When you feel overwhelmed or disconnected, it’s often because your pie is stretched too thin—or you’re giving too many slices to people who don’t feed you in return. Reclaiming your pie is a powerful act of self-care and clarity.
Identify the Type of Friendship—And Be Honest About It - Not ALL friendships are created equally.
One of the most empowering steps in managing your relationships is being honest about the type of friendship you’re in. Not every connection has to be deep or lifelong. Labeling friendships—acquaintances, new friends, parent friends, couple friends, professional friends—isn’t about minimizing them. It’s about maintaining boundaries and setting realistic expectations.
When you know someone is a surface-level connection or a shared-situation friend, you’re less likely to feel hurt when the bond doesn’t deepen—or when it ends. And when you recognize a deeper connection, you can prioritize it accordingly. This kind of clarity prevents burnout and emotional overextension, while helping you preserve the space and energy for relationships that truly feed your spirit.
When It’s Time to Let Go
Draining friendships often show up as one-sided conversations, emotional manipulation, lack of support, or feeling invisible. When your peace is compromised more than it’s protected, it may be time to step away. Honor the friendship’s role in your life—then release it.
How to Talk to Children About Friendship
Children are constantly learning what friendship looks and feels like. As a parent or caregiver, your job is to model and guide them—not control their social world, but help them navigate it.
Use language like:
“Friends are people who make us feel happy, safe, and included. We don’t have to be friends with everyone, but we should treat everyone kindly. If someone makes you feel uncomfortable, left out, or sad all the time, it’s okay to step away.”
Encourage them to ask:
Do I feel like I can be myself around this friend?
Do we treat each other fairly and kindly?
Do I feel better or worse after spending time with them?
Also help them understand that friendships change. Normalize outgrowing friends or taking breaks, and teach them how to communicate with honesty and compassion when that happens.
Reconnecting After Life Gets in the Way
Life happens—moves, jobs, parenting, stress. Sometimes we don’t lose friends, we just misplace them. If a friendship has slipped away and you miss it, reach out. A simple message like “Hey, I’ve been thinking about you. Life got busy, but I’d love to reconnect if you’re open to it,” goes a long way.
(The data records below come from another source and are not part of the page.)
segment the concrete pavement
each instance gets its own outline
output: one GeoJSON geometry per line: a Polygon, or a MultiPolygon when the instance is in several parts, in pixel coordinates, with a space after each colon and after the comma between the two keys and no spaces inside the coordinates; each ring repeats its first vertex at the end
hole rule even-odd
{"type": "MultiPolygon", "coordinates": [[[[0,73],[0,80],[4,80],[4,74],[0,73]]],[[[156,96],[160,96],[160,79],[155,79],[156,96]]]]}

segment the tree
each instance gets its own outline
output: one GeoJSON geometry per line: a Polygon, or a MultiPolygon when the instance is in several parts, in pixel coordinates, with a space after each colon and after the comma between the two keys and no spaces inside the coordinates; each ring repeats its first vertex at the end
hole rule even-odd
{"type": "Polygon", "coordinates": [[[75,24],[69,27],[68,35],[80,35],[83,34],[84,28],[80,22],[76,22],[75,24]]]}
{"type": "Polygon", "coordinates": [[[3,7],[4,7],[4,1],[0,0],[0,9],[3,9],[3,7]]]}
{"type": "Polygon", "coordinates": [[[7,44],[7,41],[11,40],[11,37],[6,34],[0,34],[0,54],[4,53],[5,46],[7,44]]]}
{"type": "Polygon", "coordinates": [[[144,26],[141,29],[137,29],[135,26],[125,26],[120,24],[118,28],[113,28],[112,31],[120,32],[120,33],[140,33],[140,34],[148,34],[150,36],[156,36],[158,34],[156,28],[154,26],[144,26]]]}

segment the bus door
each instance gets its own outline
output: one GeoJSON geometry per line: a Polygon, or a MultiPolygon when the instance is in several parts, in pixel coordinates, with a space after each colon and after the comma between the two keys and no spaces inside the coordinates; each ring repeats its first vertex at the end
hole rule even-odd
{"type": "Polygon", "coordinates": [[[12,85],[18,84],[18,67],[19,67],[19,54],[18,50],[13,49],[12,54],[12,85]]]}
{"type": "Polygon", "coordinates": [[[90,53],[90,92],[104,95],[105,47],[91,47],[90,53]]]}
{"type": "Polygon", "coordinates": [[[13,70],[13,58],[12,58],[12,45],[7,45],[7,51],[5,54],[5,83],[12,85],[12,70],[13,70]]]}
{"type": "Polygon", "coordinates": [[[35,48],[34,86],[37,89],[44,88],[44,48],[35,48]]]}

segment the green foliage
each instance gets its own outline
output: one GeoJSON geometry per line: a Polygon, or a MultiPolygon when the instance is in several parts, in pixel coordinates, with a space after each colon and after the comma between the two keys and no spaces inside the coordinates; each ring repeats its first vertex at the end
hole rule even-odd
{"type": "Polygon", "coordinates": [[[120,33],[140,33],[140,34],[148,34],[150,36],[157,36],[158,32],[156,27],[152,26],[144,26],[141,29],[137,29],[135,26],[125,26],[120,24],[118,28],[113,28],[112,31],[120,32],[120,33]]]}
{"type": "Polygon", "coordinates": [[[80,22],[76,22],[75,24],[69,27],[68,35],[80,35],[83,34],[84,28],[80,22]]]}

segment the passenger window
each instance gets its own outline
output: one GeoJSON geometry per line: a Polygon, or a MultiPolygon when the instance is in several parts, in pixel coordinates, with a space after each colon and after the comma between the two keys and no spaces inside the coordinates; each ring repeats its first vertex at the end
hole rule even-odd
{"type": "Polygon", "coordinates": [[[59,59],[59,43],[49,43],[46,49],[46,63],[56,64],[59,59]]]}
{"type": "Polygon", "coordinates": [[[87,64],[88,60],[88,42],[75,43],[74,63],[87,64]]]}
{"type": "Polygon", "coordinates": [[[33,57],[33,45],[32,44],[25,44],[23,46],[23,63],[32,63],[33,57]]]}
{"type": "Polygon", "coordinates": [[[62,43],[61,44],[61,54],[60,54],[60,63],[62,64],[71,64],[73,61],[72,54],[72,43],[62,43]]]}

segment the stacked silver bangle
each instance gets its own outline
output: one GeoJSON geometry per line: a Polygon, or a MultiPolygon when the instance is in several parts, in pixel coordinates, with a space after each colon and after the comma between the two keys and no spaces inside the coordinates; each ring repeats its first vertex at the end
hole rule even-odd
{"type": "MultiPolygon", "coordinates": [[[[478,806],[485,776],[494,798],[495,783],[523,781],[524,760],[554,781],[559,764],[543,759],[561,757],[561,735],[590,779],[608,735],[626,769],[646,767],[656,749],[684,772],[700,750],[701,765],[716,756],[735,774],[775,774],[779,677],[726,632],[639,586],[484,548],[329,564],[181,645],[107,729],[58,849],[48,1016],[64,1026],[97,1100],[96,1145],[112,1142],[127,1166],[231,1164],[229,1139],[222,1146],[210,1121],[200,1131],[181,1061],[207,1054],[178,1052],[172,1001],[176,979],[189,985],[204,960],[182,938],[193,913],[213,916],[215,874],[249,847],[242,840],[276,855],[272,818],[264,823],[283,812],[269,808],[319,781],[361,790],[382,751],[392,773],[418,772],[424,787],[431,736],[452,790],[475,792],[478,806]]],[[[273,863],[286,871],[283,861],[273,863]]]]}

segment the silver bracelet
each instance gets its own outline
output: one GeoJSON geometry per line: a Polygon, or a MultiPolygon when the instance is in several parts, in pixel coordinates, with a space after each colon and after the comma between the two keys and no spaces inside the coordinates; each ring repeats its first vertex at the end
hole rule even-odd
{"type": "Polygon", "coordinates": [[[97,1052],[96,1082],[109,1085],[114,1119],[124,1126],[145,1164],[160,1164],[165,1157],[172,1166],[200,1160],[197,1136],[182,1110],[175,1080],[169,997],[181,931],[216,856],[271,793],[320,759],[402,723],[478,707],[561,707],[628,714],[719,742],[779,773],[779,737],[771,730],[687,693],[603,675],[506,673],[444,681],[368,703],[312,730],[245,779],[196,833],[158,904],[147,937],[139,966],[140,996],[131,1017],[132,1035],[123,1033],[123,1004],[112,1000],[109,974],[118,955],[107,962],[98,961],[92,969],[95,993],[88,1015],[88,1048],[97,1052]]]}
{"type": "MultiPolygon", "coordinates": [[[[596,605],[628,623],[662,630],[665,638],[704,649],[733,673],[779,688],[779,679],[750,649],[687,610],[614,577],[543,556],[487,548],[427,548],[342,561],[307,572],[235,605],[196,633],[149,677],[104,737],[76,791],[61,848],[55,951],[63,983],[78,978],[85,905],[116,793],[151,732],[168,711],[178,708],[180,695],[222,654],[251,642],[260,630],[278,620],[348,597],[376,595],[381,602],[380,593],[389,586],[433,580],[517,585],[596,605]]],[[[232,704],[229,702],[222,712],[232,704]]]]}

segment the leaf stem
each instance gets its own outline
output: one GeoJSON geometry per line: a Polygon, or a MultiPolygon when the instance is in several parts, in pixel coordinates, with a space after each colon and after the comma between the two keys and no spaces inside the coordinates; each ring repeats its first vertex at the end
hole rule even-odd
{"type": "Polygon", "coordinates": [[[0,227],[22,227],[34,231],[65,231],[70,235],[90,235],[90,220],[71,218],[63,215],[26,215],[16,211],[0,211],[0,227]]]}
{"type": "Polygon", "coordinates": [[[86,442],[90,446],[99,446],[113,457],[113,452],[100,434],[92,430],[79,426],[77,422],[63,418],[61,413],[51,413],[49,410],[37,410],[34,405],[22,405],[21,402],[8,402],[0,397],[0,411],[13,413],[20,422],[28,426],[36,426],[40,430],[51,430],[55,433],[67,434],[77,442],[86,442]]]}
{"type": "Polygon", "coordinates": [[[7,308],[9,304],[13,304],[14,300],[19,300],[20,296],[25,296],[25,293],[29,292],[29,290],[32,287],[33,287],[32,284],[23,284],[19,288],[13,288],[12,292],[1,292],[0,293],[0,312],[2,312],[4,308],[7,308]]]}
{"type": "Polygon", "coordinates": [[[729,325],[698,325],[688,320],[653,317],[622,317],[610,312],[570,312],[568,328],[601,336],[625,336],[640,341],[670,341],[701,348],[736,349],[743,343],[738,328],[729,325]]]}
Be honest. If you’re the one who pulled away, name it with grace. If you’re unsure whether the other person wants to reconnect, extend the invitation without pressure. Not all friendships will return to what they were, but many can evolve into something even more meaningful.
Final Thought
Friendships aren’t always meant to last forever. Some walk with us for a moment, others for a mission, and a precious few—forever. The key is knowing who’s who, and loving yourself enough to choose wisely.
We all need friendships that feed our soul, not drain it.